There are three main reasons why you might want to combine variants from different files into one, and the tool to use depends on what you are trying to achieve.
The most common case is when you have been parallelizing your variant calling analyses, e.g. running HaplotypeCaller per-chromosome, producing separate VCF files (or gVCF files) per-chromosome. For that case, you can use a tool called CatVariants to concatenate the files. There are a few important requirements (e.g. the files should contain all the same samples, and distinct intervals) which you can read about on the tool's documentation page.
The second case is when you have been using HaplotypeCaller in
-ERC GVCF or
-ERC BP_RESOLUTION to call variants on a large cohort, producing many gVCF files. We recommend combining the output gVCF in batches of e.g. 200 before putting them through joint genotyping with GenotypeGVCFs (for performance reasons), which you can do using CombineGVCFs, which is specific for handling gVCF files.

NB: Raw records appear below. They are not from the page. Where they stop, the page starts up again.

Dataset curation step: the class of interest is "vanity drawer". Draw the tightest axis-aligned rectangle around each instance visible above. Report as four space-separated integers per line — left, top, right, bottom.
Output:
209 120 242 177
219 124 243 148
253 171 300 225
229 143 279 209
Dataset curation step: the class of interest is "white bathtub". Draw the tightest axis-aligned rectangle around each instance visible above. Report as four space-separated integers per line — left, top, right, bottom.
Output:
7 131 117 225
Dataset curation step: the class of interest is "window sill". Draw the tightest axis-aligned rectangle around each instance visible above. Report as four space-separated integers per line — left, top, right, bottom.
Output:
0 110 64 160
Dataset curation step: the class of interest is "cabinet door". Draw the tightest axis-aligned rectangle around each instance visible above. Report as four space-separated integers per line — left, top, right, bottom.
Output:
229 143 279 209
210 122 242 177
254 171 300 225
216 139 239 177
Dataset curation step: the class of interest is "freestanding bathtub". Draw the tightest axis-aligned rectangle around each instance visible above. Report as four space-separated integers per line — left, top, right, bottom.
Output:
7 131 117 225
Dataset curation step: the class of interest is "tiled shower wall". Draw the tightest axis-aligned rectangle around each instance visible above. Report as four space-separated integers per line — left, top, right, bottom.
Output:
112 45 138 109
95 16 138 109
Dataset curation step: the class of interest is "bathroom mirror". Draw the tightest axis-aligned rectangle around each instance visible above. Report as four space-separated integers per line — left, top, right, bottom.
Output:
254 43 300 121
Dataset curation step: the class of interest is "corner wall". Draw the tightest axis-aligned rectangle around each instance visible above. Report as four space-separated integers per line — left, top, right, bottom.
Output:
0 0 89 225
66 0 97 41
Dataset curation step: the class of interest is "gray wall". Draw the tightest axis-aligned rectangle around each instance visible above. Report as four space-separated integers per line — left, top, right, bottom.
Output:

The third case is when you want to combine variant calls that were produced from the same samples but using different methods, for comparison. For example, if you're evaluating variant calls produced by different variant callers, different workflows, or the same but using different parameters. This produces separate callsets for the same samples, which are then easier to compare if you combine them into a single file. For that purpose, you can use CombineVariants, which is capable of merging VCF records intelligently, treating the same samples as separate or not as desired, combining annotations as appropriate. This is the case that requires the most preparation and forethought because there are many options that may be used to adapt the behavior of the tool.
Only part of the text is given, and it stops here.